Mr Hynes’s trains are expensive and, in my personal experience, woefully unreliable (spare me excuses about Network Rail being to blame – a delay is a pain no matter who’s responsibl­e).

My line is plagued with the squalid Class 314, built in 1979. ScotRail trills that it is replacing them this year. ‘The train now being withdrawn is 25 years too late...’

SCOTRAIL’s Mr Hynes pockets £255,000 and he might, with bonuses, tip £380,000. It’s not a bonus he should be getting, but his jotters. No surprise his complacent comments came at the SNP conference where he was currying favour as the Nationalis­ts mull a state-run operator (I’ve two words for those who think that’s a good idea: British Rail).

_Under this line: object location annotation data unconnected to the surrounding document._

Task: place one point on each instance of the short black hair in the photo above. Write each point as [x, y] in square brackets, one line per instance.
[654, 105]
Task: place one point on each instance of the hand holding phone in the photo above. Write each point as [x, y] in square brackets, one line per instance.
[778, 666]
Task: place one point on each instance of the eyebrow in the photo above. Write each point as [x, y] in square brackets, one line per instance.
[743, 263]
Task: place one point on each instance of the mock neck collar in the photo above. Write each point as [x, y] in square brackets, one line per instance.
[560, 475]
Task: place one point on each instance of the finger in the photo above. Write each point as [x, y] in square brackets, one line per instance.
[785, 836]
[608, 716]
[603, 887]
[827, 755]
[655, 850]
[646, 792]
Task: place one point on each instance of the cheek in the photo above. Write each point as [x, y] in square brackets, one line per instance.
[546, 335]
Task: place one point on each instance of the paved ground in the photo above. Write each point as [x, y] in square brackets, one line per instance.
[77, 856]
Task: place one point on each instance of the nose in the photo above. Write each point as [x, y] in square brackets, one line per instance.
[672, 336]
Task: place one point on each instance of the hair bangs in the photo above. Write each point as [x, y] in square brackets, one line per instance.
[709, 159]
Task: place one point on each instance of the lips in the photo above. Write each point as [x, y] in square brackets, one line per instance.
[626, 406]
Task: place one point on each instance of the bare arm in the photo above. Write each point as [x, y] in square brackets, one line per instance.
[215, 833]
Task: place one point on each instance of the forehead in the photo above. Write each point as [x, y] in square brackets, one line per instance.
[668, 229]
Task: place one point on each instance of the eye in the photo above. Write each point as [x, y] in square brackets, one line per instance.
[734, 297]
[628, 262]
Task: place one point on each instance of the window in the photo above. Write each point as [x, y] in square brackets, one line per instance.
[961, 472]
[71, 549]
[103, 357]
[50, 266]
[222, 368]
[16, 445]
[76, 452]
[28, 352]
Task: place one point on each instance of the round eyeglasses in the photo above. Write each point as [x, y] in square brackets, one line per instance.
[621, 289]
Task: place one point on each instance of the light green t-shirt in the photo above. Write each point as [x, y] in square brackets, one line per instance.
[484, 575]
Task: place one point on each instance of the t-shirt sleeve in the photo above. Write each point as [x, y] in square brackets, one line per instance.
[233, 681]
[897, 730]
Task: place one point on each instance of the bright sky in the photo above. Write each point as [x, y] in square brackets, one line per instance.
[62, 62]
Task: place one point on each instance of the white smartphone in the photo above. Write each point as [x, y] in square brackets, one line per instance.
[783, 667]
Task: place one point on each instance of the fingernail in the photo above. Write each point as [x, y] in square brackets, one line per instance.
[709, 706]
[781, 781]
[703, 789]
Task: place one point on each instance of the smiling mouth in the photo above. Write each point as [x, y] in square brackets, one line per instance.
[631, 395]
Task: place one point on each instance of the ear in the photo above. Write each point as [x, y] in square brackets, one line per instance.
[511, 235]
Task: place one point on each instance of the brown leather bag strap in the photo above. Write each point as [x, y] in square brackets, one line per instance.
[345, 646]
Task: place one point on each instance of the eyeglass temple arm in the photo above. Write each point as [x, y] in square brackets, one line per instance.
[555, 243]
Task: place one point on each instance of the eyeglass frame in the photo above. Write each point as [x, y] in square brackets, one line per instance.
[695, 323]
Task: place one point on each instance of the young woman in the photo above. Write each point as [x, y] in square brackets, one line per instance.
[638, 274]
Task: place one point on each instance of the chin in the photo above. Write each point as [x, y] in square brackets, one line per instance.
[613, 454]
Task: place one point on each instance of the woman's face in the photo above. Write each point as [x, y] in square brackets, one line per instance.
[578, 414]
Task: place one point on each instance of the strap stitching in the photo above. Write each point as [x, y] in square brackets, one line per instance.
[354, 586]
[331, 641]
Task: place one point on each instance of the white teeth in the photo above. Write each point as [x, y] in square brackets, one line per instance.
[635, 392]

If we had a Transport Secretary worth the name, it would have been a Ratner moment when the boss suffers after confirming they’re taking the public for fools. Instead we have no-mark Michael Matheson (salary £108,854) whose career should have gone into the sidings after a shambolic spell at Justice.

I’m not looking for recipe tips from ScotRail staff, just reliabilit­y, cheaper fares and trains where you want to wipe your shoes when you get on, not when you get off.